Governance Assessment
- Strengths: Independent status; chairing O&CR with material scope over cyber/privacy/third‑party/compliance risks; Board‑designated risk management expertise; strong director ownership guidelines with compliance; robust governance structures (majority vote, annual elections, exec sessions, separate Chair/CEO).
- Alignment: Mix of cash and time‑based equity; annual restricted stock grants align with shareholder value over the director’s service horizon; no performance‑linked pay, consistent with good director independence.
- Attendance and engagement: Board met 14 times in 2024; directors (other than one exception due to family emergency) met attendance expectations; Annual Meeting attendance solid.

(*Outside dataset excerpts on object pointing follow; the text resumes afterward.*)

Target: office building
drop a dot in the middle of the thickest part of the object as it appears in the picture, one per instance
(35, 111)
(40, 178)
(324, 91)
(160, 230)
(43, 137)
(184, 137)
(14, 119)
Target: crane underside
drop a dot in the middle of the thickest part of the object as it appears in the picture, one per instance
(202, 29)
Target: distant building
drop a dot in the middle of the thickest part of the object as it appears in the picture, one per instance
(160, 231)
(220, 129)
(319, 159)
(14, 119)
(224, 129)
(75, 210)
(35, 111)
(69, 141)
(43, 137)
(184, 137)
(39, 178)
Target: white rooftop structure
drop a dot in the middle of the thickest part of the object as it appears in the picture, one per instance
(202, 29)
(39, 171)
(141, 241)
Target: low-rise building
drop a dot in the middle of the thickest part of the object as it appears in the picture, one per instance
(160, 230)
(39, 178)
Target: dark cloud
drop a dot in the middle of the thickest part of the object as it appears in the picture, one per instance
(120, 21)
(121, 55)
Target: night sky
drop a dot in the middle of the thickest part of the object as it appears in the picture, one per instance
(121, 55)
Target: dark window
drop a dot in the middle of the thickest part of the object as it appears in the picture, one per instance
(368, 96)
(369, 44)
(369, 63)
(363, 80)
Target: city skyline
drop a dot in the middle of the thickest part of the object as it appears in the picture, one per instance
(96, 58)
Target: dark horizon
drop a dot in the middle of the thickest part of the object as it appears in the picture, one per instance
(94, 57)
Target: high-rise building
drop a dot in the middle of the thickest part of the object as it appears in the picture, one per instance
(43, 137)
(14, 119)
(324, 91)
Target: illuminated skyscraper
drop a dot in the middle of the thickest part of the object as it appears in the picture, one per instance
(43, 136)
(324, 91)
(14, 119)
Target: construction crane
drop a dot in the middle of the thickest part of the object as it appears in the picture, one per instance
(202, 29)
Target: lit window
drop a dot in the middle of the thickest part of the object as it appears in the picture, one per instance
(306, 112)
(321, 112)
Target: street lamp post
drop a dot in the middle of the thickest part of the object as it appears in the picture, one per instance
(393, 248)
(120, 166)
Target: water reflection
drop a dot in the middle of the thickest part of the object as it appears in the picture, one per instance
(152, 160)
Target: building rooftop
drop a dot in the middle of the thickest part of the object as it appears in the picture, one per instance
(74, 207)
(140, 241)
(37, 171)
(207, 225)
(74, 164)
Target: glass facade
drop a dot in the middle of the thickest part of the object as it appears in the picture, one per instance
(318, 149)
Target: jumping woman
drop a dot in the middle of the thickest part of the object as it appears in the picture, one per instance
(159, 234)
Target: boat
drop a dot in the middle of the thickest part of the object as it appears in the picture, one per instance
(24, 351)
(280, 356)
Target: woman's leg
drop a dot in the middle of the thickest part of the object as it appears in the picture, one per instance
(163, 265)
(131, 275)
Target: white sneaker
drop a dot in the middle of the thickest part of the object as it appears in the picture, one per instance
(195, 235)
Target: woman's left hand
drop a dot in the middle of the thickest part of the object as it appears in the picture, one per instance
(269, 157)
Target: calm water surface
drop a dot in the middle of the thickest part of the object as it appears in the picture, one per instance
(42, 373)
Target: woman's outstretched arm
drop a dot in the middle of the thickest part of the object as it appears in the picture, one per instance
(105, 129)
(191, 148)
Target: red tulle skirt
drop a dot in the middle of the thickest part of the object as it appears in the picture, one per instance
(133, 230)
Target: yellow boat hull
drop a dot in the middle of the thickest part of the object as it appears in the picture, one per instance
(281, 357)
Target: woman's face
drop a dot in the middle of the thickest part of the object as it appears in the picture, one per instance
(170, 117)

- Conflicts/related‑party exposure: No related‑party transactions disclosed involving Ms. Schneck‑Last; N&G Committee (of which she is a member) oversees related‑party transaction reviews.
- Additional signals: High say‑on‑pay support (96.6% in 2024; 98.1% in 2023) indicates broad investor confidence in compensation governance; while not directly attributable to directors, it reflects overall governance health.
No RED FLAGS identified specific to Ms. Schneck‑Last in the proxy disclosures: no pledging/hedging, no related‑party transactions, no delinquent filings, and committee leadership aligned to her expertise.